The hunger of spirit and flesh forcing me from my subterranean studio at 8 Bethune Street. The cross winds of Abingdon Square were quiet. Alone. The still chill of empty streets. Crossing Bleecker. No cabs on 6th Ave. Newsstands closed. Cats yawning and stretching in store-front windows. Honey light filtering through Irish curtains in red brick apartments. Washington Square: bare.
Entering One University Place. The dim light inside brighter than the cold cover of darkness that hooded the city. From the jukebox, "Chain, chain, chain... Chain of Fools." A couple sharing whispers sat facing each other at the corner of the bar. The mirror had little work to do, except reflect the back of a disinterested bartender who was squeaking a glass with a white towel.
From the waitress-end of the bar, a short hall opened to a dining area; art strewn cafeteria chic. The vacant tables looked like ice pads floating in the bleak sea of the North Atlantic. At the center of the back wall swinging doors gave passage to the kitchen. Chalk white light seeping around their edges framed the doors. Metallic tympanic gongs clanged from the kitchen. The cook was busy. I sat with my back against the right wall close to the kitchen.
A waitress: bra-less, black t-shirt, black pants, black flats, Dutch accent; brought me a menu and walked away. I had enough money for a plain turkey sandwich and a beer.
Her pen on a pale green lined pad recorded my request and I asked, "If it's possible, would you ask the cook to heat it a little for me." She smiled and said she would.
I was broke, but I'd be damned if I'd be poor. Even a forced faith in preserving personal tradition is the dignity that one pays to oneself. There would be tomorrow. Someone would need something. That meant another meal. The marginal money of Manhattan is the matrix of its culture. That is not why artists come to New York, but it is what allows them to stay.

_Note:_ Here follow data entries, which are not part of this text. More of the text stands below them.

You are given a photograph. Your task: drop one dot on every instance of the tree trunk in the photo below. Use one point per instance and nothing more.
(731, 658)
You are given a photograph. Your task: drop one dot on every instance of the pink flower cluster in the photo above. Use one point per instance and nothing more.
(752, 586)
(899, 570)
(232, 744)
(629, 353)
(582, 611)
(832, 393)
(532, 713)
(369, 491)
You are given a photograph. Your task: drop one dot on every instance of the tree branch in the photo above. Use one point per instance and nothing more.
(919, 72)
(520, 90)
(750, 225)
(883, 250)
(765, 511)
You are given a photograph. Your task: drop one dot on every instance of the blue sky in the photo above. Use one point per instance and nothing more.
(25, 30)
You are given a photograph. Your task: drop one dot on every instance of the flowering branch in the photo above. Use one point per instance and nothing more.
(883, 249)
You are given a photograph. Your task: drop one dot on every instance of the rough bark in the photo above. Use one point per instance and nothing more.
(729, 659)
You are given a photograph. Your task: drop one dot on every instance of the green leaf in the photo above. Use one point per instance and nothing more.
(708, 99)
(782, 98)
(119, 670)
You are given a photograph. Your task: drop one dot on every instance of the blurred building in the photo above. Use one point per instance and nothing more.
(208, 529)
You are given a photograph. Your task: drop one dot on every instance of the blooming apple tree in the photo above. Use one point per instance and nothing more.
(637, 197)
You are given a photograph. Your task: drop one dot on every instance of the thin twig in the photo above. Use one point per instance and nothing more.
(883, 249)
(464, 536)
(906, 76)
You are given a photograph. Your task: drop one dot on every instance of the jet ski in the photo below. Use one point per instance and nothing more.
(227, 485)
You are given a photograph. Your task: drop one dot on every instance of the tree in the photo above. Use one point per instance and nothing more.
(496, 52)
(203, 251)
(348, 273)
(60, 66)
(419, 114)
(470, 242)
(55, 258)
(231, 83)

The kitchen door sprang open in response to a choreographic hip thrust precisely practiced by seasoned waitresses. She was carrying a tray: a large plate stacked with steaming turkey, mashed potatoes, gravy, string beans, and squash; small plates, one with an array of breads and butter and the other with a salad: a small bowl with homemade cranberry sauce; and a piece of pumpkin pie with a daub of whipped cream.
She walked to my table. Flashes of novacained numbness strobed over my face, stomach, hands, and then focused on my throat. Speechless. I looked up, but her face was blurred by pools of tears urgently being blinked away. She was smiling. She returned in a few minutes with the beer and the check: one turkey sandwich, one beer. The cook came to the door. A heavy set, short Asian man. We shared a single nod.
I remember eating that meal as well as I remember my own name and it is one of the reasons why I created The Night/Light Fund.
This is my America. This is my Manhattan. This is my family.